Toutefois, comme il y a beaucoup de miséreux et qu'une fortune privée ne peut venir au secours de tous, c'est à l'initiative de chacun qu'est laissé le soin de disposer de ses biens de manière à venir au secours des pauvres. Si cependant la nécessité est tellement urgente et évidente que manifestement il faille secourir ce besoin pressant avec les biens que l'on rencontre - par exemple, lorsqu'un péril menace une personne et qu'on ne peut autrement la sauver -, alors quelqu'un peut licitement subvenir à sa propre nécessité avec le bien d'autrui, repris ouvertement ou en secret. Il n'y a là ni vol ni rapine à proprement parler.
IIa, IIae, q.66, art.7

mardi 5 février 2013

Cours du 5 février : Le mensonge est-il une faute morale ?

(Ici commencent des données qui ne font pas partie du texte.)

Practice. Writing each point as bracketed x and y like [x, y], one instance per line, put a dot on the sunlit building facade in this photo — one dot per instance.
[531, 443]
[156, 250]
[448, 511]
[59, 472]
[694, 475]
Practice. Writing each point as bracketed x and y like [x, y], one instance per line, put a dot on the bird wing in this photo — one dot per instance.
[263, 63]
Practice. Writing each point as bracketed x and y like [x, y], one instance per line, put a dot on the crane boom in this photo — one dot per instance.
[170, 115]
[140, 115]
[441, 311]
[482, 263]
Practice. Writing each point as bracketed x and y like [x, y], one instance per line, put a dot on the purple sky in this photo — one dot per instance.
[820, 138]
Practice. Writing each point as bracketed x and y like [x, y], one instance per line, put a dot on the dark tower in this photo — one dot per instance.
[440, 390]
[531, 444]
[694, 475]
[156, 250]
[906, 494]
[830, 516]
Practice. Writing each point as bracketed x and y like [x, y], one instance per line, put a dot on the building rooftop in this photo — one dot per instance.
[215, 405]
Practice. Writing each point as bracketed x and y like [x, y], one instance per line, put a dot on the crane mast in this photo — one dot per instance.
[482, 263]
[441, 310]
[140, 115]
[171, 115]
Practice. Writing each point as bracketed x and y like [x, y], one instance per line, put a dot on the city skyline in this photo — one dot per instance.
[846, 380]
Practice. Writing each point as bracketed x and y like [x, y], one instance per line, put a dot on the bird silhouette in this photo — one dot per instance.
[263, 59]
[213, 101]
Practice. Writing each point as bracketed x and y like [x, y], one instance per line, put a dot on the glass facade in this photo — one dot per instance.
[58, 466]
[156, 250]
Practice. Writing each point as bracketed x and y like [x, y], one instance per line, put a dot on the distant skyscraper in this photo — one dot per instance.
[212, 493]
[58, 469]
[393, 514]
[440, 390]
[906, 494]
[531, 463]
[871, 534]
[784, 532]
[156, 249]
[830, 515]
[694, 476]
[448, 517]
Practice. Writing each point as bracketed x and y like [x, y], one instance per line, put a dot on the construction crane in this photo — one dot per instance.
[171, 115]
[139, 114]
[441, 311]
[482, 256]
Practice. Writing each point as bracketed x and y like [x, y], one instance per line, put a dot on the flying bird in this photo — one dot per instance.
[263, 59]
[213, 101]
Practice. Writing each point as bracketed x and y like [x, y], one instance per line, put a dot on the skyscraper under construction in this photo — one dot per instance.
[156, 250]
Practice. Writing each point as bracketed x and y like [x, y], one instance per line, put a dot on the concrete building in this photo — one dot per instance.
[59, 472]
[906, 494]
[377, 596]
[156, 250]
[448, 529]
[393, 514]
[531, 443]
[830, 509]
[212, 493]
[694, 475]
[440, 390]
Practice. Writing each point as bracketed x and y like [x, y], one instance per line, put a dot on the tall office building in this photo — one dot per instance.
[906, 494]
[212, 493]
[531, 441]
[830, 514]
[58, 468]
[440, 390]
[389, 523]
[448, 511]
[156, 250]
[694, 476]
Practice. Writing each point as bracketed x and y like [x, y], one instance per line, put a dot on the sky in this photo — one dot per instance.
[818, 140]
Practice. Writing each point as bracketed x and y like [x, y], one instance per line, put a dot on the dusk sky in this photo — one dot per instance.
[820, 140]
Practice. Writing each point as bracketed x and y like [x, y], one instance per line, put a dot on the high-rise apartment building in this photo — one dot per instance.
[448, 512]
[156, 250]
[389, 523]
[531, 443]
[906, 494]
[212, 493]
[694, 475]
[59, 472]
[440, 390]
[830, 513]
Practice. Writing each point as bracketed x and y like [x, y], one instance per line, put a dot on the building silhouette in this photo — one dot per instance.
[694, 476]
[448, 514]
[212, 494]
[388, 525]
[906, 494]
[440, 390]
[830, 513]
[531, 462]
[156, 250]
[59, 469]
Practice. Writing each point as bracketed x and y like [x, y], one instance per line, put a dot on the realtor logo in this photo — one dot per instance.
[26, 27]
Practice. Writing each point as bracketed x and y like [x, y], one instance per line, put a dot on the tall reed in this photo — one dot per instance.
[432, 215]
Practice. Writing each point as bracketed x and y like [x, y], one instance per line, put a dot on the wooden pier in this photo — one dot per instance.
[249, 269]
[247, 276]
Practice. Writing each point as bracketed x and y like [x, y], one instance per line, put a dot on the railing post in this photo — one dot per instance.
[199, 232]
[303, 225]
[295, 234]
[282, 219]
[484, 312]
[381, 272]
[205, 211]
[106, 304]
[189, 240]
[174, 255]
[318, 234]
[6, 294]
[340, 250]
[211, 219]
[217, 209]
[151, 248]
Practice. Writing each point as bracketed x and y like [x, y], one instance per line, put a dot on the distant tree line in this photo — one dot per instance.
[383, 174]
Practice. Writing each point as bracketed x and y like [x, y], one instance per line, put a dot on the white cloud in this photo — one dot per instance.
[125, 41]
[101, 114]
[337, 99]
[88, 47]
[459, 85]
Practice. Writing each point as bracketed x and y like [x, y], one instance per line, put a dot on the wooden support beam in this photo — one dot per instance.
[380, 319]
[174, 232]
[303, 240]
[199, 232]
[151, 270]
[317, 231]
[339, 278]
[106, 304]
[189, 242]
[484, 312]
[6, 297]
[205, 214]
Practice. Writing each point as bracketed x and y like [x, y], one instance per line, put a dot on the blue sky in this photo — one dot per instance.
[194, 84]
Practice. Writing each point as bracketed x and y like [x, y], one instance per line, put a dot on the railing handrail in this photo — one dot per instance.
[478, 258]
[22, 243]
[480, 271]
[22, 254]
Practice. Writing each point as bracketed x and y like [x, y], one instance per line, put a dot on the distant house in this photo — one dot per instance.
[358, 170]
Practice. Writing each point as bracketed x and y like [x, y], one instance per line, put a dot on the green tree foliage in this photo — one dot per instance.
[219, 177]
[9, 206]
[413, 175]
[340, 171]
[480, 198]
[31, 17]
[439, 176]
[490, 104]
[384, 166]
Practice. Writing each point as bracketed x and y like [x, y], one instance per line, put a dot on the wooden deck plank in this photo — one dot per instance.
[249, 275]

Une chose mauvaise par nature ne peut jamais être bonne et licite; parce que, pour qu'elle soit bonne, il est nécessaire que tous les éléments y concourent; en effet, « le bien est produit par une cause parfaite, tandis que le mal résulte de n'importe quel défaut » selon Denys. Or, le mensonge est mauvais par nature; c'est un acte dont la matière n'est pas ce qu'elle devrait être; puisque les mots sont les signes naturels des pensées, il est contre nature et illégitime qu'on leur fasse signifier ce qu'on ne pense pas. Aussi Aristote dit-il que « le mensonge est par lui-même mauvais et haïssable, tandis que le vrai est bon et louable. (…) Le mensonge a raison de péché non seulement à cause du tort fait au prochain, mais à cause de désordre qui lui est essentiel, on vient de le dire. Or, il n'est jamais permis d'employer un moyen désordonné, donc défendu, dans l'intérêt du prochain, par exemple de voler pour faire l'aumône (excepté dans un cas de nécessité où toutes choses deviennent communes). Il n'est donc jamais permis de dire un mensonge pour soustraire quelqu'un à n'importe quel danger; quoiqu'il soit permis de dissimuler prudemment la vérité, dit S. Augustin.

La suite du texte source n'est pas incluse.